Message Boards Message Boards

0
|
4029 Views
|
5 Replies
|
2 Total Likes
View groups...
Share
Share this post:

How to bin non-scalar data?

Posted 9 years ago

I have a list of pairs that I want to bin accordingly to the first element only.

Since my data is 2-dimensional, BinLists wants 2 bin specifications, one for each dimension. I was hoping to cope with it, at the price of superfluous brackets in the result, with BinLists[data,1,Infinity] but Infinity is understandably rejected here. My second try was then BinLists[data,1,{{-Infinity,+Infinity}}] since both 1 and {{-Infinity,Infinity}} are valid bin specifications. Unfortunately, it appears that BinLists requires all of its bin specifications to be of the same type (either dx, or {xmin,xmax,dx}, or {{b1,b2,...,bn}}).
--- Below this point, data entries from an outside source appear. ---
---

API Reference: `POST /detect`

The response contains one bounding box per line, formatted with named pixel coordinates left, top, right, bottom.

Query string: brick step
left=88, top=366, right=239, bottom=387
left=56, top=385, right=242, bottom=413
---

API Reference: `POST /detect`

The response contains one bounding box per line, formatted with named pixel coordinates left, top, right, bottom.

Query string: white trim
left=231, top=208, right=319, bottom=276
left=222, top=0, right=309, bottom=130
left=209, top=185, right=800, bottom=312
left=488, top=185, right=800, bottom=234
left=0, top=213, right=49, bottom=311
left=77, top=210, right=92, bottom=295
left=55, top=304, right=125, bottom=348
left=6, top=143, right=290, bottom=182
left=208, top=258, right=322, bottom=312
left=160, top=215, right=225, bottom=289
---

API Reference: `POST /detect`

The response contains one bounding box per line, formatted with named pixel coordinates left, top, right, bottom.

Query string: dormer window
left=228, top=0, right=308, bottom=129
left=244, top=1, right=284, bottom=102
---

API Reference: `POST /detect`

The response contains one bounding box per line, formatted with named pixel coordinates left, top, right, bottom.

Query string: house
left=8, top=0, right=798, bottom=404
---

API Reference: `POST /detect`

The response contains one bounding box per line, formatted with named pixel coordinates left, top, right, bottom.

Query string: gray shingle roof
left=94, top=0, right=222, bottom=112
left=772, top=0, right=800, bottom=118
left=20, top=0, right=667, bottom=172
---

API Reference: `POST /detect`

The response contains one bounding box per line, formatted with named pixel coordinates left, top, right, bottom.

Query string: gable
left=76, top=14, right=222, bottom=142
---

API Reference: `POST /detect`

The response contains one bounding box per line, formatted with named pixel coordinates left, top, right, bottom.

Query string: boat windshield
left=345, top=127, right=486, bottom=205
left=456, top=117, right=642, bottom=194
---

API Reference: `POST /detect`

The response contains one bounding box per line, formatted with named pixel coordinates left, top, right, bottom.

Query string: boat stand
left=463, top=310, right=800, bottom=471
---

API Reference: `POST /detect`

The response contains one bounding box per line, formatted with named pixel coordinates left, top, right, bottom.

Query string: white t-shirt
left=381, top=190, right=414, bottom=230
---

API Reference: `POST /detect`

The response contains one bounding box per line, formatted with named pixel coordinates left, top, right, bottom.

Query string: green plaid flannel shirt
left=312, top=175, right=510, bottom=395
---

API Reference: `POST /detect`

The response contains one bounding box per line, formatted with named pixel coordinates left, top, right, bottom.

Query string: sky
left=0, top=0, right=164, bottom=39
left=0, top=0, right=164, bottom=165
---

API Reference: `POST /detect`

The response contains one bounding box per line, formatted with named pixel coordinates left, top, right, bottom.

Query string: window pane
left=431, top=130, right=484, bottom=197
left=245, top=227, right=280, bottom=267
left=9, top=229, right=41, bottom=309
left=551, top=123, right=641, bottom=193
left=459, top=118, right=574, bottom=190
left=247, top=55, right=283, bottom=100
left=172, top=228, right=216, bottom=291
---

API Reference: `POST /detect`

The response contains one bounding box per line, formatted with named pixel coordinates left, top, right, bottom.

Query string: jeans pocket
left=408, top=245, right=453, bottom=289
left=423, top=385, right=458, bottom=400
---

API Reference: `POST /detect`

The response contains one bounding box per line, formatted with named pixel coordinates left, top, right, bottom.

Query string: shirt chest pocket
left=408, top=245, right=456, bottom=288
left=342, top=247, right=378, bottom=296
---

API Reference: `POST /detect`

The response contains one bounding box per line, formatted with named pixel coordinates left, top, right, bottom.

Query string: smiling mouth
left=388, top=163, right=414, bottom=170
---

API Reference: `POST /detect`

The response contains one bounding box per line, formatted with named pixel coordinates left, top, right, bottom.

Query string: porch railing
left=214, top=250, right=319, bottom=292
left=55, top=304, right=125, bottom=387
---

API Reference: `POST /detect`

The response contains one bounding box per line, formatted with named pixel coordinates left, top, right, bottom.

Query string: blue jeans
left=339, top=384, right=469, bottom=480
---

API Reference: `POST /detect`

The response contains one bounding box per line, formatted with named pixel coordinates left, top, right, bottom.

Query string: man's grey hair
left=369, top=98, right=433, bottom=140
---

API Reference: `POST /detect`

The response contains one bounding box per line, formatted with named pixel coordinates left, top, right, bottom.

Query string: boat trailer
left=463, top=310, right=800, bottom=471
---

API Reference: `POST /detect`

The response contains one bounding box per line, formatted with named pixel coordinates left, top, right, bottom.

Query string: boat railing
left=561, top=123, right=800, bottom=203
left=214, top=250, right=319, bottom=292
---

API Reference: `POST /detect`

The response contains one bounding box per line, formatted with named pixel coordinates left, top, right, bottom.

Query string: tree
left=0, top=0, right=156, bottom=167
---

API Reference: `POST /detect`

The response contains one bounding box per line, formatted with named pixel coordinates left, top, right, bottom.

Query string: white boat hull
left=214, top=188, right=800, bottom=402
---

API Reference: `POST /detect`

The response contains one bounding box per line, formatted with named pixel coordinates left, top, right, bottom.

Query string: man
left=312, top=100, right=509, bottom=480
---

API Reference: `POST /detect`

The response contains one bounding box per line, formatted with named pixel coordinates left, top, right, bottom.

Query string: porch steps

Of course, I could give any bin specification for the second element, and then flatten the data but this seems quite inelegant, as well as computationally inefficient. An interesting option could be a function BinListsBy, in the spirit of SortBy and related functions, to which I could pass as an argument the function First to achieve my goal.

So here are my questions:

  • Does anyone see a way to solve my problem other than those that I mentioned?
  • Is there a reason why BinLists only accepts bin specifications of the same type?
POSTED BY: Virgile Andreani
5 Replies
Posted 9 years ago

After some thinking, it occurred to me that functionality of the built-in BinLists could be transferred to a user-defined BinListsBy if BinLists itself was used in the implementation.

The function BinListsBy defined below will bin the first level items in data using the values obtained when the the function f is applied to each item. BinListsBy[data,f,options] accepts 2 arguments and an optional sequence of options. f is a function. When f is mapped onto the first level of data it must return a list of values acceptable to BinLists. options is an optional sequence of options which will be passed directly to BinLists. The built-in function BinLists does the real work. (An attached notebook contains the function and examples.)

EDIT: Function modified and file replaced

Define the BinListsBy function

BinListsBy[data_, f_, opts___] := Module[{binBy, binning, select},
  (* function f must return a list acceptable to BinLists *)
  binBy = f /@ data;
  (* construct bins of binBy values *)
  binning = Union/@BinLists[binBy, opts];
  (* selects data elements for which f[element] is in a list *)
  select[l_] := Select[data, MemberQ[l, f[#]] &];
  (* use select to bin the original data according to the binning \
lists *)
  select /@ binning
  ]

Make up some strings as data

In[11]:= data = Table[
  StringJoin@
   Table[FromLetterNumber[
     RandomInteger[{1, 26}]], {RandomInteger[{3, 7}]}],
  {100}
  ]

Out[11]= {"kyiixs", "yblgx", "hjjwffz", "fhmt", "cmdgq", "czya", \
"tirnp", "ykajxq", "qyjgpf", "voge", "dxghgt", "fexr", "bueexkv", \
"yunxf", "ysbf", "pilpc", "mzsolsq", "dtixsu", "qpfzr", "xlqe", \
"mskqarr", "brqeyg", "zmrrs", "czhgqw", "shx", "iiwu", "rwcwnge", \
"piwix", "wdprv", "vpluzh", "bfherb", "pzqb", "fbvhvd", "wzr", \
"ghviirv", "pds", "fwfaogx", "hljp", "uda", "npmh", "cerfxpo", \
"cdkk", "vspiq", "qwxrly", "xxenpd", "ivwvitr", "fgio", "agki", \
"hkcvouh", "jafsf", "resj", "cgrphv", "bqyqvhe", "eutp", "qwhmjzz", \
"dubopa", "xqh", "yglbfg", "ods", "mfgmcg", "ufokyy", "wkrauf", \
"vyccac", "kioicj", "pnavibb", "izhiekh", "ypvlstb", "hkkszt", \
"vixrt", "nhtjky", "fdayiml", "aiy", "efzzu", "vbjpcvv", "uruykdr", \
"zchwbj", "mdhfdqn", "aduvvjc", "xub", "lyb", "xrjmfi", "buxdt", \
"znirgo", "lgfab", "faxnq", "olkph", "hswtjy", "kccmed", "ernc", \
"vfulbb", "dtd", "fomket", "sma", "ivrbog", "oaod", "oljcalq", \
"gpzfixq", "rmueo", "vlnlali", "sykvt"}

This function returns the letter number of first character in a string

In[12]:= firstCharNum[str_] := LetterNumber@Characters[str][[1]]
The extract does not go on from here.